Laura visited Cambodia in 2004 and was struck by the horrifying legacy of the Pol Pot Regime. Twenty-five years was not enough to erase the effects of genocide. The land mines still hadn’t been cleared from the countryside and amputees were everywhere. Child prostitution was open and rampant. Poverty and disease made it impossible for many children to reach adulthood.
Sustainable Cambodia has made incredible strides to change all that. When Laura started with them, they were in their infancy. Their projects focused on creating the infrastructure to allow children to go to school – such as providing rice for the family so that the family could afford to do without their child’s labor, providing bicycles so that kids could get to school, and giving families mosquito nets to ward off malaria, and building wells so that people could have clean water. Now that that is done, they focus on elementary through college education. They even have a vocational school. Laura’s first sponsored child graduated college long ago and now has a career in banking. She is just one of the many who will never have to choose between prostitution and starvation.

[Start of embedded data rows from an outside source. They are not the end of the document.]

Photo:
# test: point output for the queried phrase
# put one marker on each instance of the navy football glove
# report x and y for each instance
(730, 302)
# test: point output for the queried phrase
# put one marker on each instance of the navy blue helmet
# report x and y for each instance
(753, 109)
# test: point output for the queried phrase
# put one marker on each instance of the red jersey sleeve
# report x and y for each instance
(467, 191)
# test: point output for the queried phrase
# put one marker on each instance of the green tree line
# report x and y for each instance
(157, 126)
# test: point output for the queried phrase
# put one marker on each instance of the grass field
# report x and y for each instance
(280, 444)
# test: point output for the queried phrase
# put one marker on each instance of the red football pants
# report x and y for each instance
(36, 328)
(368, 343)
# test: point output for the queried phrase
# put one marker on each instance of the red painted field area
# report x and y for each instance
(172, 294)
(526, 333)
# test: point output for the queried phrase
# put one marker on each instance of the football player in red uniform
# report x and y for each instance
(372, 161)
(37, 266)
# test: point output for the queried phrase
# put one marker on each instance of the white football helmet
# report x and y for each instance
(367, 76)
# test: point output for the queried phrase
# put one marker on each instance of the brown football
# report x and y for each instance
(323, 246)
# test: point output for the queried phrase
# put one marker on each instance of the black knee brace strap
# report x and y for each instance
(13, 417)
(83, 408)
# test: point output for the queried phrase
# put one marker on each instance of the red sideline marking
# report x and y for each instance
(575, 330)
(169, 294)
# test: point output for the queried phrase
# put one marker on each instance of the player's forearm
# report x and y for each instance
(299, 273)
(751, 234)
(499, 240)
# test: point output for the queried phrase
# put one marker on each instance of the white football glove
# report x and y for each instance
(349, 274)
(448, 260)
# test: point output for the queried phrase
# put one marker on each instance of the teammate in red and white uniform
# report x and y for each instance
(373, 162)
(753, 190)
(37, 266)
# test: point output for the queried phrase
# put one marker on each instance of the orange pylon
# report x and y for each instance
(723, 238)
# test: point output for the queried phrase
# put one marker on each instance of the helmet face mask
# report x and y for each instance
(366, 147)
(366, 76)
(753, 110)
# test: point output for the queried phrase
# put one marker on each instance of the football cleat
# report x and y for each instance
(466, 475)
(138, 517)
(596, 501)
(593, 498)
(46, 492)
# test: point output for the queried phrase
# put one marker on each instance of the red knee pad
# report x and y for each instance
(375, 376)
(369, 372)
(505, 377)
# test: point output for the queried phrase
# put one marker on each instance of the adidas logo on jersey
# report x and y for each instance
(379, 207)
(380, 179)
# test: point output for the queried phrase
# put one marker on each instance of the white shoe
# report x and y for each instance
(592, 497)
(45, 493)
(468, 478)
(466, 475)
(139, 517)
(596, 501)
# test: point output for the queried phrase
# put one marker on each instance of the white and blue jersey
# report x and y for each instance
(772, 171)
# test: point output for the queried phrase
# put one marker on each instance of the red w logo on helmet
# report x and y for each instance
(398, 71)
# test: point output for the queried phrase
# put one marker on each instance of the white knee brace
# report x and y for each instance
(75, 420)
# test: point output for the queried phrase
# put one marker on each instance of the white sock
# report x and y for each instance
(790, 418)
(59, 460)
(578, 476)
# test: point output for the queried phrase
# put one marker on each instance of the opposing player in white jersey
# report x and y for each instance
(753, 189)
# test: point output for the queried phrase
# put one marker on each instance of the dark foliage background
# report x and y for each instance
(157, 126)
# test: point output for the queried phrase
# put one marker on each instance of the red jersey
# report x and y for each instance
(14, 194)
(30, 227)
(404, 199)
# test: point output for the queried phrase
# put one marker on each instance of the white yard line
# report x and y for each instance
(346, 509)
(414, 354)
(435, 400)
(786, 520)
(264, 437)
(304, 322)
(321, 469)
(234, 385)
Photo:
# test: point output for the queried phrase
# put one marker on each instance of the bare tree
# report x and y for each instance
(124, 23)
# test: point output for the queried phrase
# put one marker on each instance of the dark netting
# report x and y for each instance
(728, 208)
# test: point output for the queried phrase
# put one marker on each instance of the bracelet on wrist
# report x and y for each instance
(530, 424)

The Cambodia Arts & Scholarship Fund is another organization that does similar work. It focuses on helping poor and at-risk girls as Cambodian society favors boys over girls. Girls are often overlooked when it comes to education. They are forced to help with domestic and agricultural chores. If they are lucky, they will go from their parents’ homes to their husband’s. If they are unlucky, they will find work in sweat shop factories or in the sex trade. The Cambodia Arts & Scholarship Fund helps to give them alternatives.
Laura supports American troops and their families by offering free counseling through Give an Hour. War is hell. Fortunately Laura, and others like her, have the skills to make sure the trauma doesn’t last forever.

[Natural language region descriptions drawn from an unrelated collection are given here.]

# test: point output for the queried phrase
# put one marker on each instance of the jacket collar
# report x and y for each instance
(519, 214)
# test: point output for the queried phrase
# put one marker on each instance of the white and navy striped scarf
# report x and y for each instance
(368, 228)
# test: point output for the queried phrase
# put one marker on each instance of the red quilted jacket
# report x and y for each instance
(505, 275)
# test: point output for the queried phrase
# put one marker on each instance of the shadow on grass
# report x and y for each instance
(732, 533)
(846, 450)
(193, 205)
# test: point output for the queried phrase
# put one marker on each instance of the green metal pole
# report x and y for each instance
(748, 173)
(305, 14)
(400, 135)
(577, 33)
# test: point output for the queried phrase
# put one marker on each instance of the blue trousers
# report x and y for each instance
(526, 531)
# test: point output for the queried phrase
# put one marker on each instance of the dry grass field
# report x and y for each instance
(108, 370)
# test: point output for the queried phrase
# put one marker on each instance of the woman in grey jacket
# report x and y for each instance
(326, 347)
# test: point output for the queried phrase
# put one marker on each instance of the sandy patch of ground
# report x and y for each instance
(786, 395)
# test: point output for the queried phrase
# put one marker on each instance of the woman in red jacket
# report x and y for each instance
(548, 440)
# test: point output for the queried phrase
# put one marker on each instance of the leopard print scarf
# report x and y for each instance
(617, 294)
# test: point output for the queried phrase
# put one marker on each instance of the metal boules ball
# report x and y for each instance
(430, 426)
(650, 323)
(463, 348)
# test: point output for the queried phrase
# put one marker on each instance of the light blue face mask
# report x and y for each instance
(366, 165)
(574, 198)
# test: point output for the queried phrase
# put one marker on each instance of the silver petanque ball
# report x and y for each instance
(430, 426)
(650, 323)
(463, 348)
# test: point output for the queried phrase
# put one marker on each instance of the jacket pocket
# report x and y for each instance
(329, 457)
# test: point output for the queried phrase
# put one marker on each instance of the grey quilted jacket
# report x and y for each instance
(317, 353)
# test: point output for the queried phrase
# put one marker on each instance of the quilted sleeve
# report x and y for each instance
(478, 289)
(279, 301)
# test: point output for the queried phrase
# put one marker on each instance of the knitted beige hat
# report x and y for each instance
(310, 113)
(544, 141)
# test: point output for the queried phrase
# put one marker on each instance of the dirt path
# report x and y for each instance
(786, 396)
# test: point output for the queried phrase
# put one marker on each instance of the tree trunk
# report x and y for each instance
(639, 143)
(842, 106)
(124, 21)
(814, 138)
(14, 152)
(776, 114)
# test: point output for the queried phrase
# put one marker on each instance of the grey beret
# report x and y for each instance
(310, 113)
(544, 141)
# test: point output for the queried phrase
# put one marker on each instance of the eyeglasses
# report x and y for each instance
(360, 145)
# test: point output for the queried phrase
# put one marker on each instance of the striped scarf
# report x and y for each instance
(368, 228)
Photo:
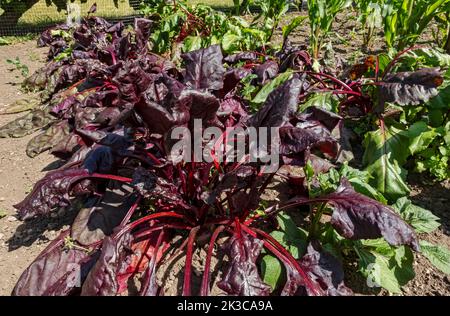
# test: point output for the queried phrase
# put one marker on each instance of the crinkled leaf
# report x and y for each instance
(204, 68)
(421, 219)
(270, 87)
(385, 152)
(47, 139)
(241, 276)
(55, 272)
(294, 141)
(385, 266)
(325, 269)
(266, 71)
(21, 106)
(356, 216)
(102, 280)
(26, 125)
(280, 105)
(439, 256)
(405, 88)
(51, 191)
(100, 216)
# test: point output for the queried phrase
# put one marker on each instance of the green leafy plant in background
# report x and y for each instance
(180, 26)
(415, 133)
(381, 264)
(19, 66)
(405, 20)
(272, 11)
(322, 14)
(370, 17)
(241, 7)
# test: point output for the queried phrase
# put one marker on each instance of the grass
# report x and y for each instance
(41, 14)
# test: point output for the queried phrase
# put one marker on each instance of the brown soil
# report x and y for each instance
(21, 242)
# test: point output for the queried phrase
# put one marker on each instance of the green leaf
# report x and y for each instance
(385, 266)
(262, 95)
(421, 219)
(325, 100)
(230, 42)
(420, 137)
(384, 155)
(439, 256)
(192, 43)
(295, 22)
(271, 270)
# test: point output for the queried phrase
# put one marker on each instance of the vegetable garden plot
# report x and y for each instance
(111, 98)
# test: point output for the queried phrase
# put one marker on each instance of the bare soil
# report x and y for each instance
(21, 242)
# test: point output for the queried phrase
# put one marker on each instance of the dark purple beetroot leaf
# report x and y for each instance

“Okini” is Lakota for “sharing of material things.” In the Native American tradition, if you have more than you need, you share. That’s what the Okini Program is all about.
The Pine Ridge Indian Reservation sits on the poorest county in the United States. Many homes are without running water and sewage. The unemployment rate is 80-90%. The average annual income is $4,000. Diabetes is eight times higher here than the rest of the United States. Suicide is twice the national rate. Teen suicide is four times the national rate. Eighty percent of the population has alcoholism. Life expectancy is the second lowest in the world – second only to Haiti.
Giving through the Okini Program is direct. You have direct contact with a family and can either send a one time donation of food, clothing, blankets, baby supplies, heaters, or other items, or you can sponsor a family and provide regular assistance. Since many families only have a few dollars in food stamps to live on, support from outsiders is crucial to survival.
If any of these charities speak to your heart, please give.